Tuesday, August 14, 2012

The Ryan Choice

DiploMad 2.0

I will leave to those more qualified to analyze and spin the electoral impact of Governor Romney's choice of Congressman Paul Ryan as his VP running mate. The masters of spin and parse will be out in force looking at whether the choice "alienates" single women, frightens senior citizens, or galvanizes the Tea Party into action. I am not going to get into that . . . much.

In terms of intellectual firepower, and track record of accomplishments in the private and public sector this presidential ticket, regardless of party, is the best one in decades and arguably ever. This is a serious ticket. Voters will have before them a stark choice in November. On the one hand, the Democratic ticket consists of a failed, truth-avoiding, and corrupt incumbent President running with Joe Biden, one of the dopiest and least interesting hack politicians of our time. The GOP ticket consists of a successful job- and wealth-creating businessman and governor running with the single smartest and most competent Congressman on the Hill, the one man in the whole Congress who knows how a federal budget is put together and the impact it has on the country. For me, there is no dilemma in making my choice.

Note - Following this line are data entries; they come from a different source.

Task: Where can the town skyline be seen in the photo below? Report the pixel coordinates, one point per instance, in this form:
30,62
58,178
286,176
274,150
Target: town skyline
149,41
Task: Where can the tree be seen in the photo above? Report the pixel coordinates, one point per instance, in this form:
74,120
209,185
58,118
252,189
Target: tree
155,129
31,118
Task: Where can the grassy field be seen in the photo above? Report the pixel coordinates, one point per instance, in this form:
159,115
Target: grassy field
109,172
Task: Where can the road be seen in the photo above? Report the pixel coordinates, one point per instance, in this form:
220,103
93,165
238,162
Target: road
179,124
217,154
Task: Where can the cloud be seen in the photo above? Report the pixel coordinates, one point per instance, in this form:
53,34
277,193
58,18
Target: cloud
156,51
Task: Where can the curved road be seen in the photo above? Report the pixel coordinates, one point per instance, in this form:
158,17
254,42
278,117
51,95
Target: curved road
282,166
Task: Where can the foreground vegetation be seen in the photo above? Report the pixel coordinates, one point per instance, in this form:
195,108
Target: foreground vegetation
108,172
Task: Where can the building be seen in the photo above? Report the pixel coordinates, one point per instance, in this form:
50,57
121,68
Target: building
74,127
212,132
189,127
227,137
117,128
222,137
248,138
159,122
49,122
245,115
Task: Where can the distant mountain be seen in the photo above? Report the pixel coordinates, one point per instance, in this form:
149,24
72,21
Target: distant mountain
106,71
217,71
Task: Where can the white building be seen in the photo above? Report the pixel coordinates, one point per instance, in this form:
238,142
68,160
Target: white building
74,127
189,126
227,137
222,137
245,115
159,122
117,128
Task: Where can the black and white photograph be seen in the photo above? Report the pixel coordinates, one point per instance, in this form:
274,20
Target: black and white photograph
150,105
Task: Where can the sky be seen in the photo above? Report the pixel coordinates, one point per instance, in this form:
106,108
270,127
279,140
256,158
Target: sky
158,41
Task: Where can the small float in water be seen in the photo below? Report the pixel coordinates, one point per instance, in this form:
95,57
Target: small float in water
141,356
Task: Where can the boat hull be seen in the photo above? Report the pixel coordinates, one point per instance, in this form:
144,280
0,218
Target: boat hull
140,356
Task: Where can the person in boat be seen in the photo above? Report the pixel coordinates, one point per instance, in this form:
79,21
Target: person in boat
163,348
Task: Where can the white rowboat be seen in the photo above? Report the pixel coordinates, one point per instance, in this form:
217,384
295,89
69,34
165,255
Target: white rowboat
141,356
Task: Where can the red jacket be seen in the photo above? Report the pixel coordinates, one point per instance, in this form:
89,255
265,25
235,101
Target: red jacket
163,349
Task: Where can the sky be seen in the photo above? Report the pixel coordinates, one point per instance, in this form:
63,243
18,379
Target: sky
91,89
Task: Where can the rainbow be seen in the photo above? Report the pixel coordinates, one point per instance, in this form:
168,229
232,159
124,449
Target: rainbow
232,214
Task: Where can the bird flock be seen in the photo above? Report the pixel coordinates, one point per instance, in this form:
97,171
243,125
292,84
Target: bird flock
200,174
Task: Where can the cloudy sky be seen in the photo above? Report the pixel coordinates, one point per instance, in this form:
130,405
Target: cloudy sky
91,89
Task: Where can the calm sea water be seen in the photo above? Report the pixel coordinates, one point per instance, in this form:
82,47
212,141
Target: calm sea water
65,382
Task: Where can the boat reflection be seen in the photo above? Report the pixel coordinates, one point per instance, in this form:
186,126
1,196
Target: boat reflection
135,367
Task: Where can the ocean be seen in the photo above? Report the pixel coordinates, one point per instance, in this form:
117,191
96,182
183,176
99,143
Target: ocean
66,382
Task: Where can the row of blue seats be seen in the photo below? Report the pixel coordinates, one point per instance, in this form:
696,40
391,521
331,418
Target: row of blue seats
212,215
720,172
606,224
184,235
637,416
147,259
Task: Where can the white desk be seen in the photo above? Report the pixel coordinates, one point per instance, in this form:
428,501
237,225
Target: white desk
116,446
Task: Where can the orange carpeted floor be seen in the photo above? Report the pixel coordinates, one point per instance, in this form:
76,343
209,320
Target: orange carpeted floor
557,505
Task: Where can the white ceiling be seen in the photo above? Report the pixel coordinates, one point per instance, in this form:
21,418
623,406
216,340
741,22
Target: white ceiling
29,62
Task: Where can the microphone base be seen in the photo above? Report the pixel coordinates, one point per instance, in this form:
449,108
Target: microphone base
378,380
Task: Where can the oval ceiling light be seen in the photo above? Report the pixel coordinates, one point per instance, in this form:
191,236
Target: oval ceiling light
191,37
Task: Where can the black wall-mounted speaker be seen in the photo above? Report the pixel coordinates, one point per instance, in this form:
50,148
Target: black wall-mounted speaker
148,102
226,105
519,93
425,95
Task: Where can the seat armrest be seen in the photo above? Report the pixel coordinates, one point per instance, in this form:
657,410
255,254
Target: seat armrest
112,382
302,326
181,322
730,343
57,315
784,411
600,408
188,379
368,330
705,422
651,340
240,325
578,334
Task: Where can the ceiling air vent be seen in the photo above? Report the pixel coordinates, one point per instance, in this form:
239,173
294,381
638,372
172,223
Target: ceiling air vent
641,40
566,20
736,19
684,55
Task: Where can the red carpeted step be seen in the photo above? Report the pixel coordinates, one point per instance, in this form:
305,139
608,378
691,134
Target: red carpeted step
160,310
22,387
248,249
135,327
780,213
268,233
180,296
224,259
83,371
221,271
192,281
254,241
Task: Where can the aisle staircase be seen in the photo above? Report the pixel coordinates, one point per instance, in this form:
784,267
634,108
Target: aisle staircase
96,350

The Democrats got nothin'. So they will double down on the sort of vicious assault on truth that we have seen over the past few weeks. The Democrat lie Gatling is already beginning to fire away: Ryan favors throwing the elderly off a cliff; he favors a federal budget to make the rich richer. More will come. Ryan can expect to have the most minute details of his life put out in public and subject to ridicule. The President who refuses to divulge the most basic information of his own life, will spare no expense in having his minions dig up anything and everything that can be used or distorted. It will be disgusting and infuriating.

I hope that Ryan will give as good as he gets while sticking to the truth and coming back again and again to the failed Obama-Biden record, and the basic choice now facing us: do we want to continue marching down the road to stagnation, dependency, poverty, and a government-run society, or do we get back to the basics that have made America great. There should be no problem in making that choice, except that we have been busy developing a society of half-educated college graduates and cynics with no basic understanding of the economy or the world. We have people more and more removed from the process of wealth production and further and further into wealth consumption. That will be the challenge facing the Republicans and the future of America, to wit, to tap into what I believe is a still strong American ethos of work, saving, and investment, to make it clear that we do not have to become Greece.